2023 - Research.com Computer Science in China Leader Award
2009 - IEEE Fellow For contributions to face recognition, pattern recognition and computer vision
Stan Z. Li mainly investigates Artificial intelligence, Pattern recognition, Computer vision, Facial recognition system and Face. His study connects Machine learning and Artificial intelligence. His Pattern recognition research incorporates elements of Histogram, Local binary patterns and Feature.
He combines subjects such as Detector and Benchmark with his study of Computer vision. His biological study spans a wide range of topics, including Artificial neural network, Liveness, Quotient and Biometrics. His Face research is multidisciplinary, incorporating elements of Principal component analysis, Image, Representation and Convolutional neural network.
Stan Z. Li mainly focuses on Artificial intelligence, Pattern recognition, Computer vision, Facial recognition system and Face. His work in Artificial intelligence addresses subjects such as Machine learning, which are connected to disciplines such as Benchmark. His Pattern recognition study integrates concerns from other disciplines, such as Contextual image classification, Subspace topology and Feature.
His work on Computer vision is being expanded to include thematically relevant topics such as Robustness. His Facial recognition system research focuses on Biometrics and how it relates to Data science. The study incorporates disciplines such as Representation, Modality, Image and Deep learning in addition to Face.
His main research concerns Artificial intelligence, Facial recognition system, Face, Pattern recognition and Machine learning. Stan Z. Li works mostly in the field of Artificial intelligence, limiting it down to topics relating to Computer vision and, in certain cases, Robustness. His research in the fields of Anti spoofing overlaps with other disciplines such as Modalities.

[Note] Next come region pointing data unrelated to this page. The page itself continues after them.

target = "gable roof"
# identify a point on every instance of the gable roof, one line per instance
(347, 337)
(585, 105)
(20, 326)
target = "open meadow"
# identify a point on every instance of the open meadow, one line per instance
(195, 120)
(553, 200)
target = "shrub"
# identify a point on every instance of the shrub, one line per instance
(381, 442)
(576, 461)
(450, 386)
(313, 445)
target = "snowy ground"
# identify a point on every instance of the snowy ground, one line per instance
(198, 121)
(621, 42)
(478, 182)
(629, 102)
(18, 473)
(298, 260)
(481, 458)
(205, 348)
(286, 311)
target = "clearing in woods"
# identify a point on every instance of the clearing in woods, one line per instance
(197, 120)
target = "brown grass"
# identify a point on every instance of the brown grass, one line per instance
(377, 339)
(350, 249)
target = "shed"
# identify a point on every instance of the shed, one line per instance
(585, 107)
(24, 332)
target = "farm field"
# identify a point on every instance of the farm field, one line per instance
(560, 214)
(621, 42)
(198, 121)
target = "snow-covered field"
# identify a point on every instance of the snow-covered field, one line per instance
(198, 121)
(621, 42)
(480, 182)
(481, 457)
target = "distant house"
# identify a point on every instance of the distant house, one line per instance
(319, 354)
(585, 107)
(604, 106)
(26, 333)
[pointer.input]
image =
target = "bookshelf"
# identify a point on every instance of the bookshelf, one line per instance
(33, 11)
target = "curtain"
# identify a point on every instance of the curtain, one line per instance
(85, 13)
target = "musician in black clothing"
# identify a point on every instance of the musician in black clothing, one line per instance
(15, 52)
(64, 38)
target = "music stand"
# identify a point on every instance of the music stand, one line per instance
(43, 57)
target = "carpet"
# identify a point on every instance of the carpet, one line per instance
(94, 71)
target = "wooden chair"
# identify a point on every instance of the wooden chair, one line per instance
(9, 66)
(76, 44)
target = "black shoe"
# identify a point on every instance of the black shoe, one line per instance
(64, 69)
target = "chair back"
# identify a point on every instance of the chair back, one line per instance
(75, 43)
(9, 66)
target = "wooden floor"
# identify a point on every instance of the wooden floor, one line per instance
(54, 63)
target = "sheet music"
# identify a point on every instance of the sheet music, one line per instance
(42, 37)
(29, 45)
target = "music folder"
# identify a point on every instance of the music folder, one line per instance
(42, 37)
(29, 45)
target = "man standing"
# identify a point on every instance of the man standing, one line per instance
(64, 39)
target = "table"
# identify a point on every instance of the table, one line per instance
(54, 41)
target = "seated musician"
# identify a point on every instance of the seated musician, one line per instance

He has researched Face in several fields, including Modality, Image and Code. His Pattern recognition research is multidisciplinary, incorporating perspectives in RGB color model, False positive paradox and Margin. His study in Machine learning is interdisciplinary in nature, drawing from both Perspective and Generalization.
Stan Z. Li spends much of his time researching Artificial intelligence, Face, Machine learning, Pattern recognition and Facial recognition system. His Artificial intelligence research is multidisciplinary, relying on both Generalization and Computer vision. Stan Z. Li interconnects Image and Code in the investigation of issues within Face.
His Machine learning research includes elements of Biometrics, Graph, Graph and Benchmark. His Pattern recognition research incorporates themes from Margin and Cluster analysis. His research investigates the connection between Facial recognition system and topics such as Spoofing attack that intersect with issues in Attack model, Replay attack and RGB color model.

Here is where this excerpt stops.